Las palabras son al escritor lo que el cuerpo al danzarín: su medio y su obstáculo.

Lo que vemos como claridad en la escritura no es sino el lustre dejado por los múltiples tachones.

Al escribir las palabras dejan de ser solo signos para nuestros ojos y se convierten en espejos para nuestro pensamiento.

La forma como avanza la escritura es retrocediendo sobre sí misma. Reescribir, por lo tanto, no es repetir los pasos del camino andado sino recorrerlo limpiándolo de obstáculos.

Aunque son las ideas la estructura ósea de la escritura, es el hábito de escribir el que provee los músculos y los nervios.

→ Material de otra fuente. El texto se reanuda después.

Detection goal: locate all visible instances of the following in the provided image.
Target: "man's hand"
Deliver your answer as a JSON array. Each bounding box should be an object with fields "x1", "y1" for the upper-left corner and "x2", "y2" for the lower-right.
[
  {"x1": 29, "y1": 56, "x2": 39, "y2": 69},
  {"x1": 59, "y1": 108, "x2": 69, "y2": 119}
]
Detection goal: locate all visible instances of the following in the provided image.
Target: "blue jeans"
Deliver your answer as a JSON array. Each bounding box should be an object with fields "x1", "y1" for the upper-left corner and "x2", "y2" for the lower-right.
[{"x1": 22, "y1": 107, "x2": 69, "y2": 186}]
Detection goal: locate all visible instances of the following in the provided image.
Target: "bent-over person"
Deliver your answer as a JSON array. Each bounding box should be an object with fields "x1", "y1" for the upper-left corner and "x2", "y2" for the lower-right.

Cuando el escritor está dedicado a su oficio percibe las palabras como signos foráneos; cuando después lee lo que ha escrito, las convierte en extranjeras señales para sus propios ojos.

La coma es un movimiento de cabeza, el punto y coma un giro del cuerpo sobre un mismo asunto. El punto seguido, un paso a un tópico contiguo; el punto aparte, una zancada a un aspecto lejano… Puntuar es darle movimiento y dinamismo a las ideas.

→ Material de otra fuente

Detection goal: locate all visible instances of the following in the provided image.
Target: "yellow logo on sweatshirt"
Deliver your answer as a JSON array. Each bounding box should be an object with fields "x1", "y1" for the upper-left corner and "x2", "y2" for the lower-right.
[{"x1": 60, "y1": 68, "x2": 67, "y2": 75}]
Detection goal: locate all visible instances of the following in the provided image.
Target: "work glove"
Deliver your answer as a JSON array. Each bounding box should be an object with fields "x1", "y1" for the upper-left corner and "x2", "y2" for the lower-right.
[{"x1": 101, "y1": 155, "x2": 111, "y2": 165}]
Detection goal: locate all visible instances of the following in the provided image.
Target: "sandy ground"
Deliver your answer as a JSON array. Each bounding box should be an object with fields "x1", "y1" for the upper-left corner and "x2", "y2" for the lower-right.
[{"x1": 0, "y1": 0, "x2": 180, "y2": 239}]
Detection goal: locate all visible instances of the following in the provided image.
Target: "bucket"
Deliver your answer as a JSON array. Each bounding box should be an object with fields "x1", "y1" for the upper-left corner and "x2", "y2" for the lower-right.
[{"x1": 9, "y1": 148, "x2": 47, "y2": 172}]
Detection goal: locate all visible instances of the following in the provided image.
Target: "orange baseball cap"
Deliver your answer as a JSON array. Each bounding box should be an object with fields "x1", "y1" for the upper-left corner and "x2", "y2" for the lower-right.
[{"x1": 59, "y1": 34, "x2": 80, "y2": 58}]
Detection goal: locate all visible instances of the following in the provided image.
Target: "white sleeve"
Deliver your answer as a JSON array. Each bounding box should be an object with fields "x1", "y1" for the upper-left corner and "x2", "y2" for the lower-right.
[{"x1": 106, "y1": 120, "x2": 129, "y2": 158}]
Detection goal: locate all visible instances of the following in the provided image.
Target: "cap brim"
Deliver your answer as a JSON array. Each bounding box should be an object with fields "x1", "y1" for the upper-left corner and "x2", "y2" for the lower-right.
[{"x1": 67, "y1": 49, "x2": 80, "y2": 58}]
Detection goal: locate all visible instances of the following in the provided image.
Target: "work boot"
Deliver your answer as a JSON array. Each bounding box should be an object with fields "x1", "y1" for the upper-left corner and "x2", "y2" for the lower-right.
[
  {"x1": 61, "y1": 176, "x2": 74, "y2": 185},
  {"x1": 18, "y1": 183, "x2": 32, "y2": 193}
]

La página en blanco tiene tanto de provocación como de rechazo. Invita y repele; provoca y desprecia a la vez. La página en blanco es una seductora perfecta: a la par que nos ofrece sus delicias insospechadas las va escondiendo con su propia blancura.

Hay escritores que se autoproclaman profundos, porque pocos lectores los entienden; pero, en verdad, apenas son confusos.

El escritor es libre de decir lo que le venga en gana hasta que consigna las primeras palabras; en ese momento empieza su esclavitud. Y si continúa escribiendo es porque confía en que esos mismos signos le confieran algún día su manumisión.

Si bien parece que se escribe con palabras, lo cierto es que son las ideas las que empuñamos cuando tratamos de escribir.

Cuando nos ponemos a escribir el pensar halla su ambiente más propicio. Es el afuera de la escritura el que le otorga condiciones para su desarrollo. En suma, el pensamiento es un organismo aeróbico.

Hay escritores búhos y escritores alondra. Los primeros, cazan de noche; los segundos, cantan a las primeras horas del día. La lección, entonces, es bien sencilla: el buen escritor debe indagar en su biotopo más indicado.

La escritura, que es fijeza, detiene la fluidez de la vida. Pero este acto de muerte es una estrategia para atrapar la evanescente eternidad.